Собственно, такой же федоровско-циолковско-платоновской философией добра и справедливости он пробовал сохранить и спасти свой мир добра и справедливости. Может быть, он был последним философическим русским поэтом XX века?

 

Мирозданье сжато берегами,

И в него, темна и тяжела,

Погружаясь чуткими ногами,

Лошадь одинокая вошла.

Перед нею двигались светила,

Колыхалось озеро без дна.

И над картой неба наклонила

Многодумно голову она...

 

Его поэзия настолько необычна в XX веке, что трудно даже назвать его поэтических сотоварищей. Впрочем, один был такой же и рос там же, в Воронеже, — Андрей Платонов. Столь же странный и непонятный, столь же мечтательный и столь же трагичный, и ещё — столь же соединяющий в себе конкретику индустриального мира, натурфилософию космоса, природную русскую отзывчивость к людям и откровенный национал-большевизм.

 

Грязь колёса жадно засосала,

Из-под шин — ядреная картечь.

О дорога! Здесь машине мало

Лошадиных сил и дружных плеч.

Густо кроют мартовское поле

Злые зерна — черные слова.

Нам, быть может, скажут:

Не грешно ли

После них младенцев целовать?..

Ну, еще рывок моторной силы!

Ну, зверейте, мокрые тела!

Ну, родная мать моя Россия,

Жаркая, веселая — пошла!

………………………………..

И когда в единстве изначальном

Вдруг прорвется эта красота,

Людям изумленное молчанье

Размыкает грешные уста.

 

Конечно, по общей интонации наши литературоведы спешат определить в его стихах тютчевско-блоковскую традицию, да и сам Алексей Прасолов с этим спорить бы, наверное, не стал. Но не было во времена и Тютчева, и даже Блока таких слов, таких противостояний человека и материи, не было бетона и грейдера, не было “высокой скорби труб” и “вознесенья железного духа”, словарный запас совсем иной у Прасолова, а значит, и стихи — иные. Да и таких схваток человека друг с другом во времена Блока и Тютчева ещё не было…
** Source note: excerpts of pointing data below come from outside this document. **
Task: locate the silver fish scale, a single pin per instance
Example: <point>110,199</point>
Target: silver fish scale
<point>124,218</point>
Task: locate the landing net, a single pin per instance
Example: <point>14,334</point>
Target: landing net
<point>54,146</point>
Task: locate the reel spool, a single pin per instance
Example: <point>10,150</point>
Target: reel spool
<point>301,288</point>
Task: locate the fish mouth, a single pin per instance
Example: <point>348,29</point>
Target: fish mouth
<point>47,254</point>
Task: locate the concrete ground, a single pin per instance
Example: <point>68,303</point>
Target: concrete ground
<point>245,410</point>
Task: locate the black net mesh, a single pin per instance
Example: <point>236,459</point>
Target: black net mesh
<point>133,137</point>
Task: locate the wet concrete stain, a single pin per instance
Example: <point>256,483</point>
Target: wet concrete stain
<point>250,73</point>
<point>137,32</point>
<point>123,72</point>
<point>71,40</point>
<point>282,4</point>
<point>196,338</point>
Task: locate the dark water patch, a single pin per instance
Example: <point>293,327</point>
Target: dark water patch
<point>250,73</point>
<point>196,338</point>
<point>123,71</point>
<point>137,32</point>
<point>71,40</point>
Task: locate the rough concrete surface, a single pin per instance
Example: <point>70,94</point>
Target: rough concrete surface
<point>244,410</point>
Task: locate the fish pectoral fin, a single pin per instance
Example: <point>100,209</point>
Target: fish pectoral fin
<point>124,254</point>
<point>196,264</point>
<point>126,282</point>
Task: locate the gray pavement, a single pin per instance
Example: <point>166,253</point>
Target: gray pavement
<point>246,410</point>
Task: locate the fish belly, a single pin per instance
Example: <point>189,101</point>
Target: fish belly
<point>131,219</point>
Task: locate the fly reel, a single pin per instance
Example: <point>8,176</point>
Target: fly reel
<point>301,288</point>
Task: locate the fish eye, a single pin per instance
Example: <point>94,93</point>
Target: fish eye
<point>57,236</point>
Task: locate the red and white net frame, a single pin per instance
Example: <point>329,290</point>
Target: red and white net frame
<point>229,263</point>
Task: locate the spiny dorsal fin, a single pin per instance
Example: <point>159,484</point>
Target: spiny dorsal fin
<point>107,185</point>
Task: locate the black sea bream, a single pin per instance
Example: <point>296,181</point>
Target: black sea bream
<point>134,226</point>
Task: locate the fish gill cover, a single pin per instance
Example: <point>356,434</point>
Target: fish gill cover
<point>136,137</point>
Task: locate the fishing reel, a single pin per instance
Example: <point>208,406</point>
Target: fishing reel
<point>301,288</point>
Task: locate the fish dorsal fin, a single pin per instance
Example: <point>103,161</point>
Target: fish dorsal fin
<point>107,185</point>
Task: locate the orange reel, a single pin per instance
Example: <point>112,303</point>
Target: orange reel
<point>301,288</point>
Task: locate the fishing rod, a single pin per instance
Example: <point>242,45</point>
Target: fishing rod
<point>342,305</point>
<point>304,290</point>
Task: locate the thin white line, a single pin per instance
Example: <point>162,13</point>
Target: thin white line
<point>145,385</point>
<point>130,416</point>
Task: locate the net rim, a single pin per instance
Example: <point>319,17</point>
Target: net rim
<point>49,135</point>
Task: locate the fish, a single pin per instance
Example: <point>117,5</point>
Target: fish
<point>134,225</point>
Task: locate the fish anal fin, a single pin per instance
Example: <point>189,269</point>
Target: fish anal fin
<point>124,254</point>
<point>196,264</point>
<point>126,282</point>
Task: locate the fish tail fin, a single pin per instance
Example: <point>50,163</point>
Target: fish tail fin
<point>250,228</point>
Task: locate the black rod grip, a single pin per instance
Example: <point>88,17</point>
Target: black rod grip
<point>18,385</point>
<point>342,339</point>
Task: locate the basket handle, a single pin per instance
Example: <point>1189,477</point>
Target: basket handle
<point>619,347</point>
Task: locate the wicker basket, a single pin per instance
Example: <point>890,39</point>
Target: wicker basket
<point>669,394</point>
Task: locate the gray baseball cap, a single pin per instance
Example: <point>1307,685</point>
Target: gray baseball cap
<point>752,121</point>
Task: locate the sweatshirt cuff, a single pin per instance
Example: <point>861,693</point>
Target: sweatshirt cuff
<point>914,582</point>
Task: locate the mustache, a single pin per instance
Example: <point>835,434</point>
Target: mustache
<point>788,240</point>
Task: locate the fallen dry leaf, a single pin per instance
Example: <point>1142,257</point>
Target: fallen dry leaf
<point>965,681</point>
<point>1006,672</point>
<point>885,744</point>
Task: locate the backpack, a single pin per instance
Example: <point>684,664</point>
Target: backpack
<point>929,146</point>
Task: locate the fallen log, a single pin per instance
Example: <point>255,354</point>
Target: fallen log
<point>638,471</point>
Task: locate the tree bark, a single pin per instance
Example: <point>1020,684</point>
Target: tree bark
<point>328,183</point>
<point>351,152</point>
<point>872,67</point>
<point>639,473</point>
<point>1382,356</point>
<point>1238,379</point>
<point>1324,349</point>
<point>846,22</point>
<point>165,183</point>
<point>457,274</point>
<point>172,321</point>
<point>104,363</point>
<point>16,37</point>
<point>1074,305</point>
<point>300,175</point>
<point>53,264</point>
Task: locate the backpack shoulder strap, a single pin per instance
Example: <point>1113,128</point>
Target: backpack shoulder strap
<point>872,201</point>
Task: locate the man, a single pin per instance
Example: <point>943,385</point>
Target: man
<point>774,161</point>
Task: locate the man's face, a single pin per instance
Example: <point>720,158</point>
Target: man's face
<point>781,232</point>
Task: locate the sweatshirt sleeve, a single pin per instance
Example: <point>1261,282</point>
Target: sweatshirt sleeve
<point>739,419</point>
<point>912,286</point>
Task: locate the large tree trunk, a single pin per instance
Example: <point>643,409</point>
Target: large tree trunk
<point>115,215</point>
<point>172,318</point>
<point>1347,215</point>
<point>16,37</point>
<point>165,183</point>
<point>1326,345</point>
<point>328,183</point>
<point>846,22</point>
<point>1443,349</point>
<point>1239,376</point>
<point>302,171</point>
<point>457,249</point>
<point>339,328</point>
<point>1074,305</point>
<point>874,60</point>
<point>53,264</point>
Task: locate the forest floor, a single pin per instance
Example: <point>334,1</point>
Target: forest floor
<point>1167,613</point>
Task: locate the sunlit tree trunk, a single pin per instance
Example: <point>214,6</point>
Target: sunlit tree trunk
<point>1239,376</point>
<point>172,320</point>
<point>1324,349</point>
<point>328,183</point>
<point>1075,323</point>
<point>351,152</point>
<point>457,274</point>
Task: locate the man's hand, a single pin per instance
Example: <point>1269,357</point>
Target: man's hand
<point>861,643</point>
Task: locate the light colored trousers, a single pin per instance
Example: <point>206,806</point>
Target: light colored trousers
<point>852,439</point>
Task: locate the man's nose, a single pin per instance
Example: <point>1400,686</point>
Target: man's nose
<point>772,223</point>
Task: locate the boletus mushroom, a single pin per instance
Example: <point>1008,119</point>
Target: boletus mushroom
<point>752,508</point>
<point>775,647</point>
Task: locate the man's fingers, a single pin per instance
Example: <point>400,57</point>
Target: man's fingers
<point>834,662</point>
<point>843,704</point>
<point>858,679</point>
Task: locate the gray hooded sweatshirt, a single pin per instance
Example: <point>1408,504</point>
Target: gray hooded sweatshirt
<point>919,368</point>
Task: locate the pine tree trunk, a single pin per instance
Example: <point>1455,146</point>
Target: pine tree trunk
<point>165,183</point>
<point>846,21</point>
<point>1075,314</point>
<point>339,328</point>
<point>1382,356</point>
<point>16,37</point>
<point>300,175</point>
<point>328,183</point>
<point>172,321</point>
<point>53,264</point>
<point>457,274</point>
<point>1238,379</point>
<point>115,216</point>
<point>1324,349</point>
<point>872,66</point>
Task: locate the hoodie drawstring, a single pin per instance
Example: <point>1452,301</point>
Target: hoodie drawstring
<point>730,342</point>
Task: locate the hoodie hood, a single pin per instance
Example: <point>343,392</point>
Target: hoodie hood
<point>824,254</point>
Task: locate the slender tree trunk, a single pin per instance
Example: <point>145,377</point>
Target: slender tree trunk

Всё-таки после наших ГУЛАГов и великих войн, после наших строек и катастроф наша поэзия как бы обретала свою первичность. И как бы ни молился Алексей Прасолов на Блока, как бы ни зачитывался мастерами старой русской школы, выходя на свою стезю, на свою тему, он становится абсо­лютным поэтическим отшельником. Ибо он выпадает и из зэковской прозы и поэзии, его радостного социального отношения к труду и к жизни не примут ни Варлам Шаламов, ни Леонид Бородин, ни тот же Анатолий Жигулин. Еще и обзовут как-нибудь. А Прасолов и в лагере чувствовал свою державность и победность.